EVANESCENCE frontwoman Amy Lee recently spoke to Kerrang! magazine about her band's massive success and the possibility of a solo career at some point down the line. Several excerpts from the interview follow:
Kerrang!: Have you become cynical about your peers?
Amy Lee: "No way, but theres just so many new bands out there and I'm not motivated to see a single damn one, and a lot of the bands worth listening to are old and tired now. VELVET REVOLVER...I haven't seen them play live yet but that album really bores me! Maybe there's one song that's cool, but to me it's just not worth building a supergroup around."
Kerrang!: They've got Slash in it.
Amy Lee: "Yeah, but great celebrities don't make a great band. I don't hate them, but the music just isn't that great."
Kerrang!: Has the industry changed?
Amy Lee: "Definitely. Theres been a lull in the rock industry and the labels are pouring all their money in to rap and hip-hop. At the American VMA's [MTV Video Music Awards] we felt really disrespected and looked over and ignored. You invite us to an award show because youve nominated us and you don't even want to interview me because you're too busy with Beyonce and Usher? It's like, 'Why did i go to the trouble?' We were 20 rows in the back!"
Kerrang!: Is that just a sign of the times?

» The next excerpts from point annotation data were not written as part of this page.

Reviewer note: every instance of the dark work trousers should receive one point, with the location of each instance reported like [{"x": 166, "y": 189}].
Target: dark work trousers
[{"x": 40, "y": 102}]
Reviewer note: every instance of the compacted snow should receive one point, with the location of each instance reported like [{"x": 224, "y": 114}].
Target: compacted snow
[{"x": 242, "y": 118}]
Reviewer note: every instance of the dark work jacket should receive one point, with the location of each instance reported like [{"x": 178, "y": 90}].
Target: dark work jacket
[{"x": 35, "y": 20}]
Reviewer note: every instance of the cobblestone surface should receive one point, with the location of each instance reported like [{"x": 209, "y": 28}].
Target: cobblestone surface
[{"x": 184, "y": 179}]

Amy Lee: "Maybe, but it'll come back around. Every kind of music always has its day, and right now it's rap and hip-hop and that's great. But that's just not what I'm into and obviously it's not my band's scene. I'm just glad the new album hasn't come out this year."

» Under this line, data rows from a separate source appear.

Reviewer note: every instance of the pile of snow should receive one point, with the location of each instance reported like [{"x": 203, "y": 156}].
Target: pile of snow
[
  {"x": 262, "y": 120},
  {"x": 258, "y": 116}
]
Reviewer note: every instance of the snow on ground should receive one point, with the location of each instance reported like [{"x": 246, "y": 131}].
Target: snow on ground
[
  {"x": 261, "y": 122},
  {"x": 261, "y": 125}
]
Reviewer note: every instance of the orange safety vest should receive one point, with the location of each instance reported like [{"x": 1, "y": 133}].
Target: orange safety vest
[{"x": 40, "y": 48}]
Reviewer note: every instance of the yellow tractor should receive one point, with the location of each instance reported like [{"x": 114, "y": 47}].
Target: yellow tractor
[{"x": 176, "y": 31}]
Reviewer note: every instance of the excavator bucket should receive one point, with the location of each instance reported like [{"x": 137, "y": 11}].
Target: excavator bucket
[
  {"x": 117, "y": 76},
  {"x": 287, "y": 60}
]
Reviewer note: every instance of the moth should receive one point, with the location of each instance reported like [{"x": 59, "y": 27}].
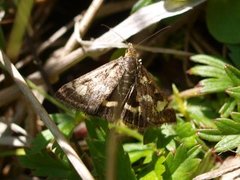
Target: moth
[{"x": 120, "y": 90}]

Kerrang!: How is it writing without EVANESCENCE's co-founder [Ben Moody]?
Amy Lee: "I definitely feel like I have something to prove, so there's pressure. Thats okay, though, because I know the truth: that it isn't the case that Ben was the brains behind the operation who let me be the singer. Some people think that and it bothers me, but there's nothing I can say to change people's minds so I'll let the album do that."
Kerrang!: Are your current bandmates equally expendable?
Amy Lee: "It's the opposite. The people in the band came in after the majority of the work on the first album was done, but when Ben left, we had a meeting and we all agreed they should be a part of it — not just session players. That's made it really exciting, because this is a real opportunity for them to make it their own. You love your band so much more when it's your music."